Many of the emails by News Corp's director of public affairs, Fred Michel - which were published yesterday - speak to this point. But I will simply look at the one sent to James Murdoch on 24 January which contains the resonant phrase (in bold), "managed to get some infos on the plans for tomorrow (although absolutely illegal..>!)."
This discloses to James Murdoch that Mr Hunt would make a press statement at 7.30am and a statement to parliament at 9.30am.
This statement would confirm that Ofcom felt the BSkyB takeover would harm plurality and should be passed to the Competition Commission - but would also say that News Corp would be given an opportunity to come up with remedies (or undertakings in lieu, to use the jargon), to prevent the Commission investigation.
Now Mr Hunt's planned statements to the press and parliament were confidential and price sensitive (with a bearing on the share prices of BSkyB and of News Corp). I know this because the DCMS said this to me, explicitly, at the time.
But Mr Michel had learned what Mr Hunt would say, from Mr Smith (or so Mr Michel says). And Mr Michel was discussing Mr Hunt's planned statement with Mr Murdoch at 3.21pm, the time of the email, or while markets were still open.
So, on the face of it, Mr Michel and Mr Murdoch should not have been given this information, or at least not without signing a formal confidentiality agreement.

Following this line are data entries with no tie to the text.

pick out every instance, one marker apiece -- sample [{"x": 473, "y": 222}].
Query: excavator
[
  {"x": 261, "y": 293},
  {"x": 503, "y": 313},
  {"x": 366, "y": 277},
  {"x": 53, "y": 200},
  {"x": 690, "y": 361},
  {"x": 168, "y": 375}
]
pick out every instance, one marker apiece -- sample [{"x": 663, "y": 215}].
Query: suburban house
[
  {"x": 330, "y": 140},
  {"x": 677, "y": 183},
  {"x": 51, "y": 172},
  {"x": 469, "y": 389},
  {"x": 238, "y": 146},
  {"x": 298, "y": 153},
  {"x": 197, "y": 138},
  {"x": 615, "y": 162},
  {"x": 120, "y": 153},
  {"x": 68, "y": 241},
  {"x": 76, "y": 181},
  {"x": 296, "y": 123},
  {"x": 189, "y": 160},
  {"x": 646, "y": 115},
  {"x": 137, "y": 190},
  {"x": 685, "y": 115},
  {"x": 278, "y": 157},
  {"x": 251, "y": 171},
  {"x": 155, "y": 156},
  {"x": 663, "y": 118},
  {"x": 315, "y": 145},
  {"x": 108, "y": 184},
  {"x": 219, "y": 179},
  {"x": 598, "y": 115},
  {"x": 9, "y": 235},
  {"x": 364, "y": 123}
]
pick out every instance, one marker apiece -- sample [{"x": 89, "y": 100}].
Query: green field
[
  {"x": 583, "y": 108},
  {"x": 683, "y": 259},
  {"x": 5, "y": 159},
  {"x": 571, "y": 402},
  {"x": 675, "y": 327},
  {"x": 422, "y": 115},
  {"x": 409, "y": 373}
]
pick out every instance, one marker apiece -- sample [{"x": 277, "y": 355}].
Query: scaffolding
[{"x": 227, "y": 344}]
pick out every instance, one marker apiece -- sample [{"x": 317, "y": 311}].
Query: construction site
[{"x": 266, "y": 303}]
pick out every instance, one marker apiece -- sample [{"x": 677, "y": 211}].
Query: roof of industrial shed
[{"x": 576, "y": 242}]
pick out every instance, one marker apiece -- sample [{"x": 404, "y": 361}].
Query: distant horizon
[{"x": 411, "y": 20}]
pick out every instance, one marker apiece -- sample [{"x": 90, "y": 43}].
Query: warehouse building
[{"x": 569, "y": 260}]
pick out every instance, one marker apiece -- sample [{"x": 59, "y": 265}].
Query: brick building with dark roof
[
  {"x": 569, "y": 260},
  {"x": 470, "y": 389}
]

Mr Michel implied, with his "absolutely illegal" comment, that no confidentiality agreement had been signed.
Now it may be that the transmission of this information was covered by some general duty of confidentiality. But it does all look a bit odd.
And, apart from future enquiries by Leveson, I would expect the watchdog, the Financial Services Authority, to verify that all the proper niceties were followed.